Artificial intelligence holds great potential to transform healthcare for the better — including reducing workflow inefficiencies, predicting health outcomes and speeding up diagnoses — so researchers have been piloting more studies exploring the technology in the past decade.
Six key AI studies that have been published recently:
- “Comparison of chest radiograph interpretations by artificial intelligence algorithm vs. radiology residents“: The research team found no statistical significance in sensitivity between the way the algorithm performed and the way the radiology residents did, but specificity and positive predictive value were statistically higher for the algorithm.
- “Development of a dynamic diagnosis grading system for infertility using machine learning“: This study established an infertility scoring system based on the health records of 60, 648 couples going through the in vitro fertilization process, finding its overall stability test result to be 96 percent.
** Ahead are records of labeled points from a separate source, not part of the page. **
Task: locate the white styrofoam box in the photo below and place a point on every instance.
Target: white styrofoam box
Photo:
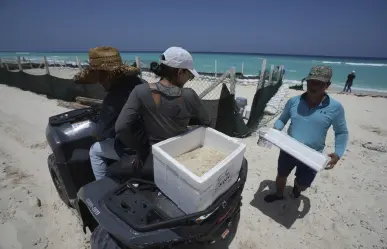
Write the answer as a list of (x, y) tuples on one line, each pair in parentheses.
[(302, 152), (188, 191)]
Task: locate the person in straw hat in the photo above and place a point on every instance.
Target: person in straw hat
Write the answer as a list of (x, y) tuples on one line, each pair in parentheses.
[(118, 79), (311, 115), (165, 106)]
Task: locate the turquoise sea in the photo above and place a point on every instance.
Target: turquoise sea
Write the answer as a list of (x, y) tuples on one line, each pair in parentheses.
[(371, 74)]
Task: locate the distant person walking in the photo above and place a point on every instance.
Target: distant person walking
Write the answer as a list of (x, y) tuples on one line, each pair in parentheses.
[(349, 83)]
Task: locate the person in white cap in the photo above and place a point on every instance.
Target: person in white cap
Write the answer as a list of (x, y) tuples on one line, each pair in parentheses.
[(165, 107), (349, 82)]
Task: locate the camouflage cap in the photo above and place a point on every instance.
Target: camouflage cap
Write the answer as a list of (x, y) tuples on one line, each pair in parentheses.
[(320, 73)]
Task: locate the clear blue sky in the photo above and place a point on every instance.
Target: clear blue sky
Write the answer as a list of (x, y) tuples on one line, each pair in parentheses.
[(330, 27)]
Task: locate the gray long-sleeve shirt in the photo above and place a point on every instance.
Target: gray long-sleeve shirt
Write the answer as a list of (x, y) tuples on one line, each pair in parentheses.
[(170, 118)]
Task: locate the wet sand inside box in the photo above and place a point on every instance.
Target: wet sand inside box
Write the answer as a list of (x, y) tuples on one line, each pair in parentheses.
[(201, 159)]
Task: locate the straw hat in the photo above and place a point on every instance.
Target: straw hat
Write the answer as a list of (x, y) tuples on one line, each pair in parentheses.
[(106, 59)]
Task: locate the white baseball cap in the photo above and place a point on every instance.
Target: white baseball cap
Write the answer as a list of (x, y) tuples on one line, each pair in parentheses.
[(178, 57)]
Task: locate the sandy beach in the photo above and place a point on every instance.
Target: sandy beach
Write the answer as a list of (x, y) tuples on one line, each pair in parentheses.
[(345, 207)]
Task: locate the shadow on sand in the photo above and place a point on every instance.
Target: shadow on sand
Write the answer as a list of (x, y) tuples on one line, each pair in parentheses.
[(284, 212)]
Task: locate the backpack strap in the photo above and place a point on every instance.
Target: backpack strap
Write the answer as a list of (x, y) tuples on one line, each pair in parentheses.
[(157, 96)]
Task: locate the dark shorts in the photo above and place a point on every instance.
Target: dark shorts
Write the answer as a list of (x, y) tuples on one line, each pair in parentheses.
[(304, 174)]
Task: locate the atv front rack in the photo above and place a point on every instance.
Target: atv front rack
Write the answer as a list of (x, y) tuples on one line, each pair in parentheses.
[(90, 113), (142, 206)]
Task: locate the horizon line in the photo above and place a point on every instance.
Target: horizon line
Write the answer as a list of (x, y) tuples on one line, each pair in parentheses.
[(200, 52)]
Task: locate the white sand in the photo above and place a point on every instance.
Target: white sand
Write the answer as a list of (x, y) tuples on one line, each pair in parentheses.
[(345, 207), (200, 160)]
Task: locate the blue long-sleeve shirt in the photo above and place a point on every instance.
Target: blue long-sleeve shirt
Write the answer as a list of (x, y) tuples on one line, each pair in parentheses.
[(310, 125)]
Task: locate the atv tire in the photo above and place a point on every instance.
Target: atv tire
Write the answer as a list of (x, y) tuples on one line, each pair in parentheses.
[(100, 239), (57, 180)]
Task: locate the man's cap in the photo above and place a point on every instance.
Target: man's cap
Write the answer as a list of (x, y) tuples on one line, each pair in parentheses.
[(320, 73), (178, 57)]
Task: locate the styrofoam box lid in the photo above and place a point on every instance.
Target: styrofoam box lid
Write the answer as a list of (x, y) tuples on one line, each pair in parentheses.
[(302, 152), (202, 136)]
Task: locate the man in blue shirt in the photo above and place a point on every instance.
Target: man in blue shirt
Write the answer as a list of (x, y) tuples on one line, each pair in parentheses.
[(311, 115)]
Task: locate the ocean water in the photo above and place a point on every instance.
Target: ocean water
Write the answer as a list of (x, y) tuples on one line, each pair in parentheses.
[(371, 74)]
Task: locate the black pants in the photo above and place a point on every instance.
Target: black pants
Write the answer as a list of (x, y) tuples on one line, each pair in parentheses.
[(347, 87)]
- “Effect of integrating machine learning mortality estimates with behavioral nudges to clinicians on serious illness conversations among patients with cancer“: Researchers discovered the AI intervention led to a statistically significant increase in serious illness conversations from approximately 1 to 5 percent of all patient encounters and from approximately 4 to 15 percent of encounters involving patients with a high predicted mortality risk.
- “Cross-site transportability of an explainable artificial intelligence model for acute kidney injury prediction“: This study established a method to predict the transportability of AI models to expedite such technology’s adoption at hospital sites.
- “Deep learning-based clustering robustly identified two classes of sepsis with both prognostic and predictive values“: Researchers developed an inexpensive model for the prediction of sepsis class, finding it to have statistically high prognostic and predictive capabilities.
- “Deep-learning-assisted detection and segmentation of rib fractures from CT scans: Development and validation of FracNet“: The research team found the AI system they designed to detect rib fractures and segmentation in CT scans performed more efficiently than radiologists.